After an hour of procrastination in the college cafe it still hadn’t relented, but we decided to give it a go anyway with Yesterday’s Man dexterously organising us into 3 teams of 9-a-side to play a round robin 10Ten tournament: A Hungarian IX, a Salix IX and an unholy hybrid of the two known as the Hunglish IX. First up were Salix against the pure Hungarian side, the latter batting first and compiling a respectable 72 after Salix had initially kept them restricted; again too many full tosses were dispatched over the boundary. In reply the Hungarians were not nearly so generous in their bowling and in the continuing drizzle Salix could only muster a meagre 46 in the ten overs, with two lonely boundaries between us.
Next match featured Salix versus the Hunglish IX, which saw a much improved bowling performance from the Salix team, initially pegging the Hunglish to 5 for 4 after 3 overs. The Hunglish rebounded a little to squeeze out 42 from their ten overs, but despite the early loss of Dave-ski that target was seen off by Salix without further loss, myself and Rog doing most of the hard work before retiring hurt to let The Young Spillane hit the winning runs for his inaugural victory as a Salix Captain. Your correspondent had retired to the college bar for the final match so didn’t get to see it live, but unsurprisingly the Hungarian IX won and all that was left to do was hand over another trophy to the Hungarians for beating us again, award a shiny Salix tour shirt to Adrian for services to Salix liver damage and bestow the man-of-the-tour award to Swordsman for his outstanding bowling performance on the Saturday, to which he added a few more wickets on the Sunday. Well done that man.

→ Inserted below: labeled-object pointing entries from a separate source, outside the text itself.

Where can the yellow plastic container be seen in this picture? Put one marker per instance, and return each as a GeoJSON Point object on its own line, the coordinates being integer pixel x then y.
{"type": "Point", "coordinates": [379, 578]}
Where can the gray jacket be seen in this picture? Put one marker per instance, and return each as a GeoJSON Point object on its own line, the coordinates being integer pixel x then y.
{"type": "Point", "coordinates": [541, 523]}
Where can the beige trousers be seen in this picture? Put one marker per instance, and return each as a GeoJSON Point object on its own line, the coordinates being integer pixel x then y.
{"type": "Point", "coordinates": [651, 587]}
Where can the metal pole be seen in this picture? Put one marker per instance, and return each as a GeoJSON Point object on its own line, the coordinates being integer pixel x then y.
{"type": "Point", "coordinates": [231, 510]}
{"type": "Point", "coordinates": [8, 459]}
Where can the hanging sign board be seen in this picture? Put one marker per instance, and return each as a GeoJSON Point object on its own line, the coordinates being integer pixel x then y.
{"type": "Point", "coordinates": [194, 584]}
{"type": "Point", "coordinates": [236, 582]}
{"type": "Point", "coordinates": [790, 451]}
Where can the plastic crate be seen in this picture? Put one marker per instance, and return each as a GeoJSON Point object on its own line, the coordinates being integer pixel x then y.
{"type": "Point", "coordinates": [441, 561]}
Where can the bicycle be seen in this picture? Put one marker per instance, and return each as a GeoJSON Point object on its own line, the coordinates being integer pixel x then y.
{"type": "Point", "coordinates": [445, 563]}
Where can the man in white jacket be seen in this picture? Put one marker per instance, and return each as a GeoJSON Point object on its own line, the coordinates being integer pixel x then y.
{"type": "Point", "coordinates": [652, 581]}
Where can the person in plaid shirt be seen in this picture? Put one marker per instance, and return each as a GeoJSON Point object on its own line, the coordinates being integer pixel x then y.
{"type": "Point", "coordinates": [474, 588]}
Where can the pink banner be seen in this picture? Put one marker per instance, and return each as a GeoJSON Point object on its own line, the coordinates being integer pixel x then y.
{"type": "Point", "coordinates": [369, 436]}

I believe the rest of the team went for a curry at one of the opposition’s Indian restaurants on Sunday night (Ed: true we
did), but I missed that as well, out with my in-laws for a birthday dinner. Thanks very much to the Hungarian cricket
players for helping me organise the tour and for being such excellent hosts – from arranging lifts for us to the ground, to
giving us a guided tour of the bars of Budapest and even agreeing to play in the rain after we’d come all that way. Most
of all thank you for being very friendly and welcoming.
Next up, provided The Smuggler’s still speaking to us, Munich, where surely we shall prevail. After all, nothing ever goes wrong in Munich.